Fighting has surged in the months since early May when US-led foreign forces began a final withdrawal from Afghanistan that is now almost complete.
After seizing large tracts of rural territory and capturing key border crossings, the Taliban have now started to besiege provincial capitals.
Flights out of Kandahar, Afghanistan's second-largest city, were halted after rockets struck the airport before dawn.
Airport chief Massoud Pashtun said two rockets had hit the runway and repairs were underway with planes likely to resume service later on Sunday.
The facility is vital to providing the logistical and air support needed to keep the Taliban from overrunning the city, while also providing aerial cover for large tracts of southern Afghanistan.

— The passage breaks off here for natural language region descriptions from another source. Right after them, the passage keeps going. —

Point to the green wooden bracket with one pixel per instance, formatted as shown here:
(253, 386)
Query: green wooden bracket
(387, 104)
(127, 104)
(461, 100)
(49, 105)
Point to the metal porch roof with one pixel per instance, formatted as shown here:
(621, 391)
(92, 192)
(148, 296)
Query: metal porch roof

The attack came as the Taliban inched closer to overrunning at least two other provincial capitals, including nearby Lashkar Gah in Helmand province.
"Fighting is going on inside the city and we have asked for special forces to be deployed in the city," Ataullah Afghan, head of Helmand provincial council, told AFP.
Afghan security forces have increasingly relied on air strikes to push the militants back from cities even as they run the risk of hitting civilians in heavily populated areas.
"The city is in the worst condition. I do not know what will happen," said Halim Karimi, a resident of Lashkar Gah.
"Neither the Taliban will have mercy on us, nor will the government will stop bombing."
Further west in the city of Herat, fighting continued on the city's outskirts overnight with air strikes on Taliban positions.
Herat provincial governor's spokesman Jailani Farhad said that around 100 Taliban fighters had been killed in the attacks.
Both the Taliban and government forces exaggerate their claims of casualties inflicted on each other's forces and true counts are difficult to independently verify.
For months, the Taliban's territorial gains during the final stages of the US military withdrawal have largely been in sparsely populated rural areas.
But in recent weeks they have brought increasing pressure on provincial capitals and seized key border crossings.
The capture of any major urban centre would take their current offensive to another level and fuel concerns that the army is incapable of resisting the Taliban's battlefield advances.
The government has repeatedly dismissed the Taliban's steady gains over the summer as lacking strategic value.
In recent weeks the Afghan government's air force has provided Kabul with its biggest battlefield advantage over the Taliban and has so far largely kept the insurgents from overrunning urban areas.